ツインテールの魔法
「どうせなら大きいことをやれって顧問に言われた」
紘は涼しい顔をしてページをめくる。
「紘くんのバカ……自分勝手……」
夏音が並べていく言葉も、右から左に流していく。
その態度が余計に苛立たせる。
「……紘なんか嫌い」
その言葉はさすがに流せなくて、紘は本から顔を上げた。
夏音は紘と目が合うより先に、部室を飛び出した。
紘は追いかけようとするが、蒼羽が出入り口に立ち、引き止める。
「行ってどうすんの」
「どうって……」
蒼羽は紘を睨む。
「紘がやってることは、ただの押し付けだよ。

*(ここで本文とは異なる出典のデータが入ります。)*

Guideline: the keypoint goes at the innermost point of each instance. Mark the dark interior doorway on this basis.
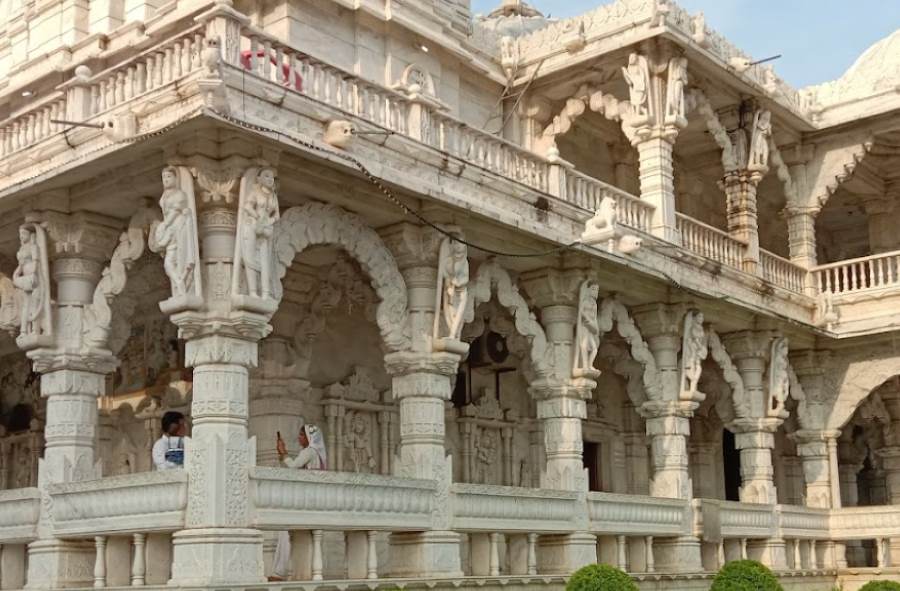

ノンちゃんに笑って欲しい、過去を乗り越えて欲しいって、ノンちゃんを引っ張ってる。でも、そうじゃないだろ」
静かな落ち着いた声だった。
紘は黙って蒼羽の話を聞く。
「本当に笑いたいなら、そうするためにどうすればいいかは自分で考えなきゃいけない。過去を乗り越えるなら、自分の力で乗り越えようとしなきゃ意味がない」
それは自分自身にも言えることで、蒼羽はなにもない右手の平を見つめ、握る。
そしてまた紘の顔を見た。
その顔はさっきとは違い、苦しそうに見える。